It may be, ironically, Mayawati’s tribute to the Mahatma. Known for its criticism of Mahatma Gandhi in relation to his policies vis-à-vis Dalits, Mayawati’s BSP has suddenly taken a U-turn.
Advertisements placed in newspapers by the Department of U.P. Information and Public Relations on Gandhi Jayanti say: “Gandhiji’s fundamental philosophy is embodied in ‘Sarvajan Hitay and Sarvajan Sukhay’, which is the policy of the Uttar Pradesh government.”
Thus, the Uttar Pradesh government has accepted that the BSP’s Sarvajan (conveying that the party represents all, and not just Dalits) discourse — which brought it to power in the state in 2007 — is the same as Gandhi’s policy of reaching out to all.
The Dalit movement from the days of Ambedkar has, however, maintained that Gandhi was primarily a “caste Hindu leader” who was just patronising Dalits through his Harijan — a term meaning children of God, that Gandhi coined for Dalits — campaigns so as to prevent them from taking up the Ambedkarite line of an autonomous Dalit movement against the Brahmanical social system.

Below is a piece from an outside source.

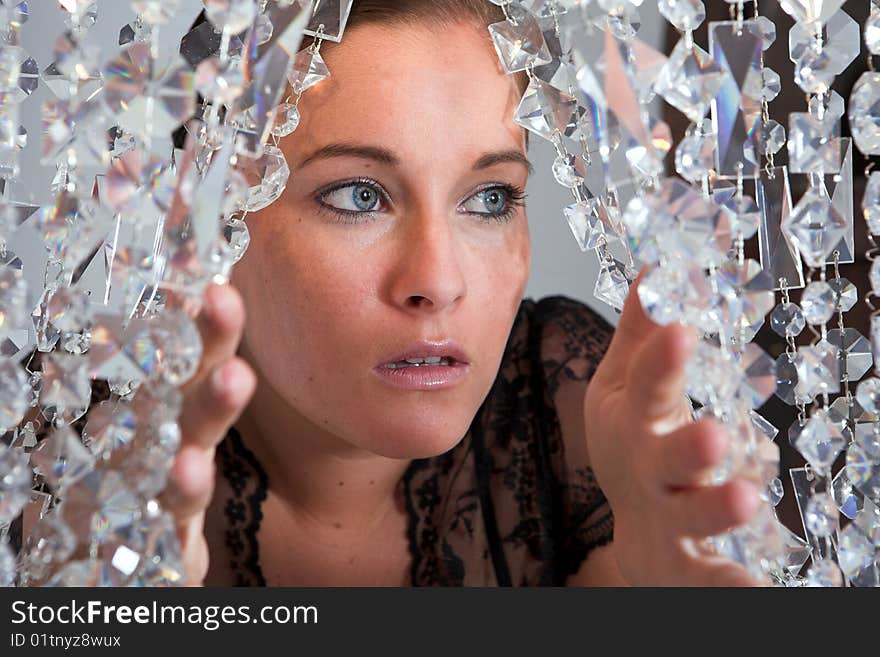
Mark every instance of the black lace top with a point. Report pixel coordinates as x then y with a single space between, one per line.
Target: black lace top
515 503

Till now, Mayawati had followed this line.
Last year, while attacking Rahul Gandhi over his visits to Dalit homes, she had extended her criticism to the Mahatma, dubbing him a “natakbaaz” (one who puts up an act). This had earned her criticism from the Congress, BJP and the Samajwadi Party in the state.
In 1997, Mayawati had attacked the coinage of the term ‘Harijan’ by the Mahatma. “If Dalits are children of God, was he the son of Shaitan (the devil)?” she had asked.
Her attacks drew from the belief of Dalit icon B.R. Ambedkar and BSP mentor Kanshi Ram that the Gandhian approach to Dalits was patronising and in fact reinforced their social subordination.
Through the 1980s, too, both Mayawati and Kanshi Ram attacked Gandhi.
“Gandhism, Kanshi Ram felt, was the modern version of Brahmanism,” political scientist Sudha Pai has written in her book Dalit Assertion and the Unfinished Democratic Revolution.